Making a false or misleading "material statement" to a public servant is a gross misdemeanor, according to state law. A "material statement" is a written or oral statement reasonably likely to be relied upon by a public servant in the discharge of his or her official powers or duties.
If convicted, Troyer could face up to 364 days in jail and up to a $5,000 fine for both offenses.
If convicted of a felony or crime involving malfeasance in office, Troyer could be barred from office.
In a statement, the sheriff's department said Troyer remains the elected sheriff in "full lawful authority" as he addresses the charges filed against him.
"The sheriff has instructed his command staff, and the entire Pierce County Sheriff’s Department to continue in its mission and to fulfill their duties without interruption or distraction," the statement reads.
What led up to the trial
Pierce County Council requests investigation
In April 2021, the Pierce County Council asked former U.S. Attorney Brian Moran to lead an independent investigation into Troyer's actions.
The resulting report concluded that Troyer violated several department policies and standards when he followed and engaged in a confrontation with Altheimer.
Additionally, the report concluded Troyer exhibited "an improper bias" when he confronted Altheimer.
"Had Sheriff Troyer exercised good judgment and followed his department’s policies, he could have simply remained at home and made a non-emergent call to 911 about his suspicions, however wrong they ultimately proved to be.

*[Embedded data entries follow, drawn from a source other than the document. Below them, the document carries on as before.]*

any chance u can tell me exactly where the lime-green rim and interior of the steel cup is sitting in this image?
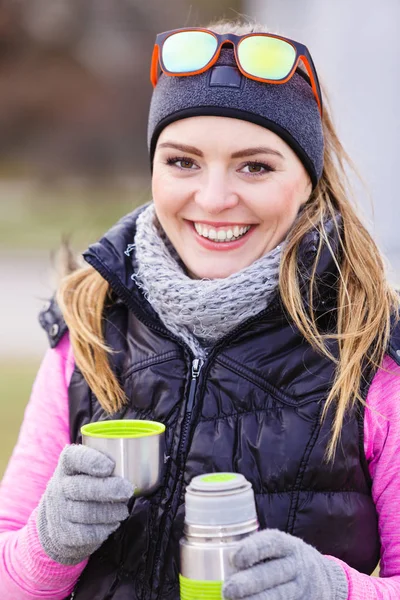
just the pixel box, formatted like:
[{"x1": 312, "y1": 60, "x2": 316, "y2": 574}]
[{"x1": 81, "y1": 419, "x2": 165, "y2": 439}]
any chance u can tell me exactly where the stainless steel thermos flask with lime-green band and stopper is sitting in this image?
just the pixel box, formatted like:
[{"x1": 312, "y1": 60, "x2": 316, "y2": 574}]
[{"x1": 179, "y1": 473, "x2": 258, "y2": 600}]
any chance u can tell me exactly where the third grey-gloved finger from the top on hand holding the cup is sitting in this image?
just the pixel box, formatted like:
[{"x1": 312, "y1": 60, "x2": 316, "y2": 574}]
[{"x1": 63, "y1": 500, "x2": 129, "y2": 525}]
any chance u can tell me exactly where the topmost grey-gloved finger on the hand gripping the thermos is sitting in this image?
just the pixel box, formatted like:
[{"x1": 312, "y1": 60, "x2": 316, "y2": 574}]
[{"x1": 232, "y1": 529, "x2": 297, "y2": 571}]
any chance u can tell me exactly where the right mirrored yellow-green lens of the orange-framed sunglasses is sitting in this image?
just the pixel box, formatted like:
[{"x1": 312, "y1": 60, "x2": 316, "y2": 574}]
[{"x1": 238, "y1": 35, "x2": 296, "y2": 81}]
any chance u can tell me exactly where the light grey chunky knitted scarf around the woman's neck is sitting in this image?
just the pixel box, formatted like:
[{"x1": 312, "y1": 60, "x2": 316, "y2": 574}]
[{"x1": 133, "y1": 204, "x2": 283, "y2": 358}]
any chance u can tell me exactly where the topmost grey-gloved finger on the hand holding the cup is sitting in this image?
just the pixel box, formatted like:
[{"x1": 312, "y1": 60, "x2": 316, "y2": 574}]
[{"x1": 59, "y1": 444, "x2": 115, "y2": 477}]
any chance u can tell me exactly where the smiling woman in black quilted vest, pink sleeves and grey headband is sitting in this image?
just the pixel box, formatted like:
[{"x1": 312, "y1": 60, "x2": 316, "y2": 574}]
[{"x1": 0, "y1": 18, "x2": 400, "y2": 600}]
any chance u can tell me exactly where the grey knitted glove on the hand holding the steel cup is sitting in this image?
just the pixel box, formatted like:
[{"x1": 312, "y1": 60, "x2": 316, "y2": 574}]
[{"x1": 36, "y1": 445, "x2": 134, "y2": 565}]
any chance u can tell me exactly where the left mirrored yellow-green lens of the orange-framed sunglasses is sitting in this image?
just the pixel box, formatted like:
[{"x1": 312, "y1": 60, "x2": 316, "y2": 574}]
[{"x1": 162, "y1": 31, "x2": 218, "y2": 73}]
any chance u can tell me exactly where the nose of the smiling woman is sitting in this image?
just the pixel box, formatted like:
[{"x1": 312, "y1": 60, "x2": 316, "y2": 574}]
[{"x1": 195, "y1": 172, "x2": 239, "y2": 215}]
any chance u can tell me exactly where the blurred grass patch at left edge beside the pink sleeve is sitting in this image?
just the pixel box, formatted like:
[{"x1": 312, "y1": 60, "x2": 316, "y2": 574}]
[{"x1": 0, "y1": 359, "x2": 40, "y2": 479}]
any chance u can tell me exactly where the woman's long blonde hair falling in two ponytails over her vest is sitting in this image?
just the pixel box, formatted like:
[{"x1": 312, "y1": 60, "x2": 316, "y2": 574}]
[{"x1": 57, "y1": 21, "x2": 399, "y2": 460}]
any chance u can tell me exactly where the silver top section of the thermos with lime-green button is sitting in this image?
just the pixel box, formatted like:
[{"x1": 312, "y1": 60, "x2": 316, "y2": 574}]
[{"x1": 185, "y1": 473, "x2": 257, "y2": 527}]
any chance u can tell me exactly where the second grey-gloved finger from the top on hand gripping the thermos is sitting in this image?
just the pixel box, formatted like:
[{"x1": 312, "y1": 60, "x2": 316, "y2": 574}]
[{"x1": 223, "y1": 557, "x2": 296, "y2": 599}]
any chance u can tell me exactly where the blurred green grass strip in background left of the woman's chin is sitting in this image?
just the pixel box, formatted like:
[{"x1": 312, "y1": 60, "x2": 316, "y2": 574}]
[{"x1": 0, "y1": 180, "x2": 151, "y2": 251}]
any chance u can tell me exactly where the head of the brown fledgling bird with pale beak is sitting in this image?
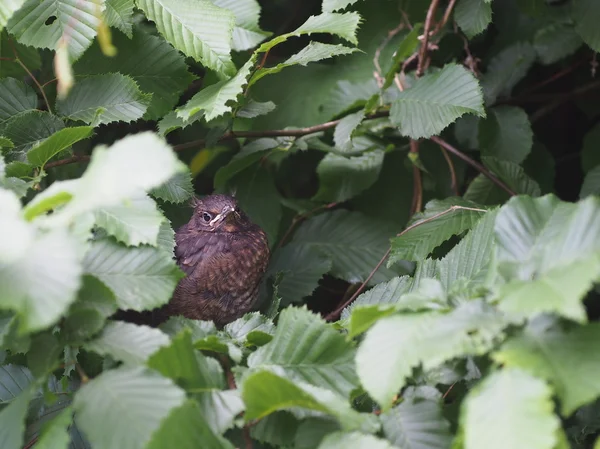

But he did not, and as a result, he put others at risk and fell short of meeting the public’s—and his department’s—expectations of how its employees should do their jobs," the investigation report, released Oct. 26, 2021, states.
Troyer's attorney, John Sheeran, released the following statement in part after the report was released:
"Sheriff Troyer did exactly what the people of Pierce County would want him to do, what we would want all of our law enforcement officers to do, when he observed a suspicious vehicle at 2 am, he called the police. He did not lie or make a false statement. We look forward to a jury trial where the people of Pierce County will judge him after hearing the witnesses. We are confident that after the people hear the whole story, Sheriff Troyer will be vindicated.”
Altheimer sues Pierce County
In June 2021, attorneys representing Altheimer submitted a $5 million tort claim against Pierce County contending Troyer’s actions during the Jan. 27 incident violated Altheimer’s constitutional rights and caused him “severe emotional distress.”
Adam Faber with the Pierce County Prosecuting Attorney's Office confirmed they received the claim but at the time would not comment further.
Anti-harassment order issued
A judge issued an anti-harassment order in May 2022 ruling that Troyer is restrained from contacting Altheimer, following him, or being within 500 feet of his home, workplace or vehicle. In June, the order was continued, amending that Troyer must stay 1,000 feet away from Altheimer and continue to avoid any contact through June 2023.
Altheimer's attorney said Troyer followed Altheimer on several occasions while he was driving his paper route, flashing his lights at him.
Sheeran provided a statement following the filing of the initial anti-harassment claim, which in part read, "Sheriff Troyer has not done anything to warrant the court entering an anti-harassment order."
Release conditions violated
In July, Troyer was ordered to post $100,000 in bail after a Kitsap County judge found he violated the conditions of his release. The judge also said he did not trust Troyer to adhere to the conditions of release in the future and he was concerned for Altheimer's safety.
Ferguson filed the motion to revoke Troyer's condition of release in June when Altheimer's attorney argued the sheriff did not keep his distance from Altheimer.
During the hearing, Sheeran said the judge was trying to humiliate the sheriff by having him arrested if he didn't post bail.
In a statement, Sheeran says that despite the Attorney General's office asking the court to impose $10,000 bail, "which itself was unwarranted, the court unreasonably imposed $100,000."
Under the new conditions of release, Troyer must strictly adhere to the anti-harassment order. Additionally, Troyer or a third party cannot keep Altheimer under surveillance.